OOP: legal cast?

Alberto =?iso-8859-1?Q?Gim=E9nez?= · May 4, 2005

Hi, I've seen some object oriented programming bits out there and i'm
not sure if they're legal. For example:

struct Object {
int field1;
int field2;
};

struct SubObject {
int field1; /* the same as Object */
int field2; /* the same as Object */

int subobject_field1;
int subobject_field2;
};

And a cast is used to reference the "superclass" of SubObject:

struct SubObject *subobject;

struct Object *parent = (Object *) subobject; /* legal cast? */

And then use parent->field1, etc. Is that cast legal? invokes UB or
something worse?

I've also seen some other code, whichi IMHO is more correct and elegant,
which is kind a real framework for OOP in ANSI C:

struct Class {
size_t size;
int (*ctor) (... etc)
};

struct String {
struct Class *class;
char *text;
};

And so on. Of course, is uses clever new() and so functions.
I've seen it in a pdf book, but I can't tell you the title (the pdf has
not titlepage itself).

Thanks and greetings.

Eric Sosman · May 4, 2005

Alberto said:
Hi, I've seen some object oriented programming bits out there and i'm
not sure if they're legal. For example:

struct Object {
int field1;
int field2;
};

struct SubObject {
int field1; /* the same as Object */
int field2; /* the same as Object */

int subobject_field1;
int subobject_field2;
};

And a cast is used to reference the "superclass" of SubObject:

struct SubObject *subobject;

struct Object *parent = (Object *) subobject; /* legal cast? */

And then use parent->field1, etc. Is that cast legal? invokes UB or
something worse?

The pointer conversion is "legal" in the sense that the
result could be re-converted to a `struct SubObject*' and
work correctly. The conversion itself causes no trouble.
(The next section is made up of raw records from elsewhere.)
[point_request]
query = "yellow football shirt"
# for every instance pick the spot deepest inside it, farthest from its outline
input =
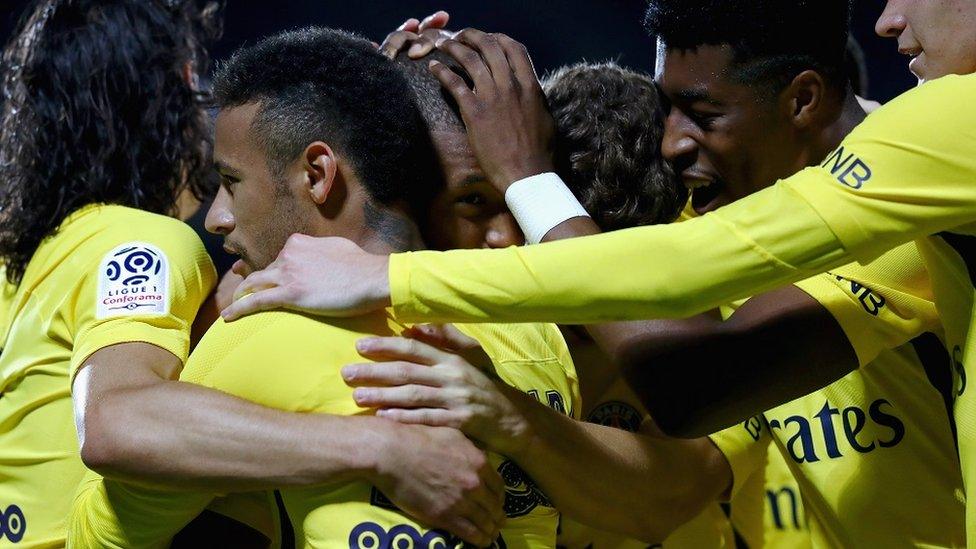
(110, 275)
(607, 400)
(906, 172)
(873, 453)
(784, 524)
(292, 362)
However, I think it's "illegal" to use the converted
pointer to access the fields of a `struct Object' "overlaid"
at the beginning of the `struct SubObject'. It will work
just fine on every compiler I personally have encountered,
but as far as I can see the Standard doesn't describe what
the behavior will be -- which makes the behavior "undefined."
(The guarantees of 6.5.2.3/5 apply only to union instances
that contain structs, not to free-standing struct objects.)
The technique is like driving faster than the speed limit:
technically illegal, but Everybody Does It.
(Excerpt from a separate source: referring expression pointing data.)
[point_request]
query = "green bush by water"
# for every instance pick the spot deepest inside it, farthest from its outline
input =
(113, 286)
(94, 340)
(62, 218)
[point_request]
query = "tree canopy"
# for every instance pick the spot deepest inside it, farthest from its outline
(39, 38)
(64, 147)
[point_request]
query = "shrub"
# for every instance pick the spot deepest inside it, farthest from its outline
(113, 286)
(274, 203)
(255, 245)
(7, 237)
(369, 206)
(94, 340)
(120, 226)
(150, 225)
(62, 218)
I've also seen some other code, whichi IMHO is more correct and elegant,
which is kind a real framework for OOP in ANSI C:

struct Class {
size_t size;
int (*ctor) (... etc)
};

struct String {
struct Class *class;
char *text;
};

This is fine. However, deep inheritance hierarchies will
produce deeply-nested structures; this can make the notation
rather cumbersome:

/* Strad extends Violin extends String extends Class,
* and Fokker extends Triplane extends Aircraft
* extends Vehicle extends Class
*/
struct Strad *strad = ...;
struct Fokker *fokker = ...;
size_t bufsize = (strad->violin.string.class.size
> fokker->triplane.aircraft.vehicle.class.size)
? strad->violin.string.class.size
: fokker->triplane.aircraft.vehicle.class.size;

If your code starts looking like this, you might want to
reconsider your choice of implementation language.

Mark Piffer · May 4, 2005

Eric said:
The pointer conversion is "legal" in the sense that the
result could be re-converted to a `struct SubObject*' and
work correctly. The conversion itself causes no trouble.

However, I think it's "illegal" to use the converted
pointer to access the fields of a `struct Object' "overlaid"
at the beginning of the `struct SubObject'. It will work
just fine on every compiler I personally have encountered,
but as far as I can see the Standard doesn't describe what
the behavior will be -- which makes the behavior "undefined."
(The guarantees of 6.5.2.3/5 apply only to union instances
that contain structs, not to free-standing struct objects.)
The technique is like driving faster than the speed limit:
technically illegal, but Everybody Does It.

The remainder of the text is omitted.